If you want general support that recycles both Pokémon and Energy, your only other Trainer-based option in Standard is Brock’s Grit. Brock’s Grit lets you shuffle six basic Energy cards or six Pokémon or a six total of a combination of both card types. This offers flexibility in the sense that you can shuffle more or only one of the two kinds of cards permitted, or go with a mix. You also get to recycle more cards. The catch is that you are using a Supporter to do the job.there is no “up to”. Less important, but still worth mentioning, is how you lack as fine of control. There is no “up to”, so if you need to leave certain Pokémon and/or basic Energy in your discard pile, you better have at least six other legal targets.
In Standard, there is also Lana’s Fishing Rod. She doesn’t recycle basic Energy at all, but she does let you shuffle one Pokémon and one Tool from your discard pile back into your deck. Again, no “up to” so if you only want to recycle a Pokémon or a Tool, the other card type needs to be totally absent from your discard pile. Honestly, the Pokémon seems more like a bonus as recycling Tools via Item – while not unprecedented – is rare. Ordinary Rod isn’t a staple, but it is a commonly used card because a lot of decks need general recycling. Whether due to Pokémon being KO’d either Pokémon or Energy being discarded for various card effects.

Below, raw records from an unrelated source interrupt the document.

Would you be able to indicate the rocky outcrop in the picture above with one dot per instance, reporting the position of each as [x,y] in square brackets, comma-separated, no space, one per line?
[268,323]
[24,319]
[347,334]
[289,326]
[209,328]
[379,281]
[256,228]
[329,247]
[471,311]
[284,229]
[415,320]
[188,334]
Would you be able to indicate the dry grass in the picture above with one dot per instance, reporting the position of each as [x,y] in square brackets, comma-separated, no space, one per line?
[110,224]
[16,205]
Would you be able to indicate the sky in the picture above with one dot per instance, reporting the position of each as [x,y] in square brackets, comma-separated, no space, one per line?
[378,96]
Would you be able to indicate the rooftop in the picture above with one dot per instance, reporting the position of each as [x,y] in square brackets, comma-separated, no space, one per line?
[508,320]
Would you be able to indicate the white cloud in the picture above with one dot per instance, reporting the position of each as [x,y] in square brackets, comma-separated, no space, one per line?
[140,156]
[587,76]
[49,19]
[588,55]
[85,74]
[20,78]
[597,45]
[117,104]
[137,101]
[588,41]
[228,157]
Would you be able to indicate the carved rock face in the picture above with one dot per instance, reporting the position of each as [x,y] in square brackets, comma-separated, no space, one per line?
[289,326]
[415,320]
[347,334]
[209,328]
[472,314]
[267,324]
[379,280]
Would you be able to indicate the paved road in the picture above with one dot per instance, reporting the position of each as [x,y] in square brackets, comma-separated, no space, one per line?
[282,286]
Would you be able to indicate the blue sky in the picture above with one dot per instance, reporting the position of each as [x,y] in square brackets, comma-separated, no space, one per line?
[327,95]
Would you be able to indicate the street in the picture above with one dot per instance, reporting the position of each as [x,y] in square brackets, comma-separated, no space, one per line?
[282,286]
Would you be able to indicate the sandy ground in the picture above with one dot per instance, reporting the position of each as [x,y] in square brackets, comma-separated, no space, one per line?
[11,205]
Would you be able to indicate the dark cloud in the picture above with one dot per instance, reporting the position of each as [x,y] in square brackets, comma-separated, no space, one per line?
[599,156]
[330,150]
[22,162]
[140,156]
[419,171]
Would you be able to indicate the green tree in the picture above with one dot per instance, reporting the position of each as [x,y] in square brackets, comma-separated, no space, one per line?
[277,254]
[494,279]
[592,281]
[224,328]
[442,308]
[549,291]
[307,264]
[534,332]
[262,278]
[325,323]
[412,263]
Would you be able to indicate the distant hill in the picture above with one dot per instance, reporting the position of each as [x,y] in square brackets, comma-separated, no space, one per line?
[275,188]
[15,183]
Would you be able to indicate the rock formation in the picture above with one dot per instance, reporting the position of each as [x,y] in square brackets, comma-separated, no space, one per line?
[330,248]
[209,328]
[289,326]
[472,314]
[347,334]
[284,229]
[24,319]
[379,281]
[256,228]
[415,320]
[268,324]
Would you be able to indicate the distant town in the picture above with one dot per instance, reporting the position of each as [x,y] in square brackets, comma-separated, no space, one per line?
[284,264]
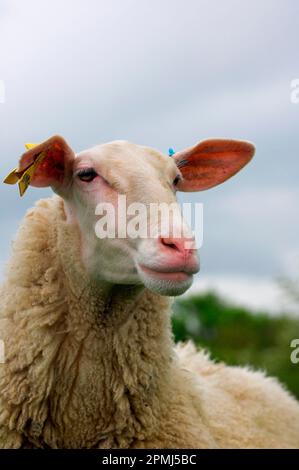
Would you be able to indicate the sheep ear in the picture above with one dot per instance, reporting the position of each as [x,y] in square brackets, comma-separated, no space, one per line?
[46,164]
[211,162]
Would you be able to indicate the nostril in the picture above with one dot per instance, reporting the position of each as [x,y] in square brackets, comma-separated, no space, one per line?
[173,244]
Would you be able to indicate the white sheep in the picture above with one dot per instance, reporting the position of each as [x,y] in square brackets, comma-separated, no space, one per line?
[89,355]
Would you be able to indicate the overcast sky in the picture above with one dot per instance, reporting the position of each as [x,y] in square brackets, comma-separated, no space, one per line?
[165,74]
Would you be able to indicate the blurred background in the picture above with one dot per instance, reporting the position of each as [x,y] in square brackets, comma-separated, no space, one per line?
[167,74]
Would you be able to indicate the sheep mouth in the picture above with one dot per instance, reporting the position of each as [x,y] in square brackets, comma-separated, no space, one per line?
[174,276]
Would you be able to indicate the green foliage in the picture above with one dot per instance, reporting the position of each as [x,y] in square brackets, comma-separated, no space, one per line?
[238,336]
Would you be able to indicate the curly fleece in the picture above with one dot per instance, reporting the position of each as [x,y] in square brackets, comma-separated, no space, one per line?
[87,369]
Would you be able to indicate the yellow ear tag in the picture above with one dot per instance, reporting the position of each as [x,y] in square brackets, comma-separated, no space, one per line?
[23,177]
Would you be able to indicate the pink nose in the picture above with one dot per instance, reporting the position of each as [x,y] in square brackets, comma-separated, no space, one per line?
[184,247]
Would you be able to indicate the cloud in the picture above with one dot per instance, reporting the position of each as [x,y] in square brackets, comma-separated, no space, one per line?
[164,74]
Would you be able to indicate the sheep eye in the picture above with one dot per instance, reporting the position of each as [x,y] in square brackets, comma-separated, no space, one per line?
[87,174]
[176,180]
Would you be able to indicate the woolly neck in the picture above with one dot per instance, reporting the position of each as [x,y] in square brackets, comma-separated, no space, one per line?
[112,366]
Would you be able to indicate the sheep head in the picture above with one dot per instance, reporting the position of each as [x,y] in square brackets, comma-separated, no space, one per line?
[113,193]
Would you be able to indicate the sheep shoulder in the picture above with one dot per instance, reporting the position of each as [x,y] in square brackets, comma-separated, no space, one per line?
[243,408]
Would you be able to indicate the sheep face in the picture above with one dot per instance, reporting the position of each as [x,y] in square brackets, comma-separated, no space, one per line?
[115,194]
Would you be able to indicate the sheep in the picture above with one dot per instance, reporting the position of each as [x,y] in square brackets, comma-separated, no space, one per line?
[89,355]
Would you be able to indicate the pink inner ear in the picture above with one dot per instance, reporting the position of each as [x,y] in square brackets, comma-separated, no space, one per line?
[51,169]
[212,162]
[54,168]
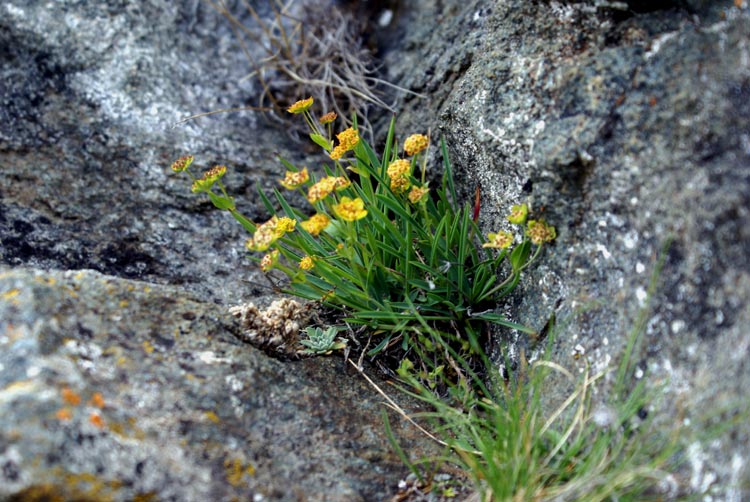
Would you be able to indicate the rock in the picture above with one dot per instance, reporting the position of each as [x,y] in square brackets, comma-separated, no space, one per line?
[624,130]
[119,389]
[112,384]
[92,95]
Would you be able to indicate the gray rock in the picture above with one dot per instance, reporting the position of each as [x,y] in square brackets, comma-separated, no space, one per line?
[118,389]
[91,96]
[622,130]
[112,388]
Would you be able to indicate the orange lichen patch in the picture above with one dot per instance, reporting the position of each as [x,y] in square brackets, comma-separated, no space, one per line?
[96,420]
[213,417]
[70,397]
[64,414]
[97,400]
[236,470]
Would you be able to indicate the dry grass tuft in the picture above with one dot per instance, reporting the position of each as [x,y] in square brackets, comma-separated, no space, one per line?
[308,49]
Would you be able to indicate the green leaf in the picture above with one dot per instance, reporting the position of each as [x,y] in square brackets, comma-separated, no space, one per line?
[321,142]
[221,202]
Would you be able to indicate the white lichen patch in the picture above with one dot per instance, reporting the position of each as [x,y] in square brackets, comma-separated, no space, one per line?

In Expanded, you still have Super Rod, an Item version of Brock’s Grit, but for three cards instead of six; Rescue Stretcher, another Item but it lets you return one Pokémon from discard pile to hand or shuffle three Pokémon from discard pile to deck, and several other variations on this theme. In the Theme Format, while it won’t always work out, recycling is a valuable effect in general, even restricted just to Pokémon and/or basic Energy. Ordinary Rod is very useful in the Theme Format. The Cinderace Theme Deck, Inteleon Theme Deck, and Rillaboom Theme Deck each have one Ordinary Rod, while the Charizard Theme Deck and Drednaw Theme Deck each contain two. In all cases, it is a good help… and takes some of the sting out of having to discard for cards like Professor’s Research. They also help with avoiding last minute deck outs, or spamming your best Pokémon.
- Standard: 3/5
- Expanded: 3/5
- Limited: 4/5
- Theme: 4/5
Ordinary Rod isn’t a deck staple in Standard. Nor is it even a loose staple. It is still a good, often used card filling a familiar roll. I almost docked it in the Expanded Format, because there are so many alternatives… but I think they each have their own niche and Ordinary Rod might be replacing Super Rod; the times I would want to recycle two and two are probably a lot more common than the times when I really needed to recycle just three Pokémon or three basic Energy cards.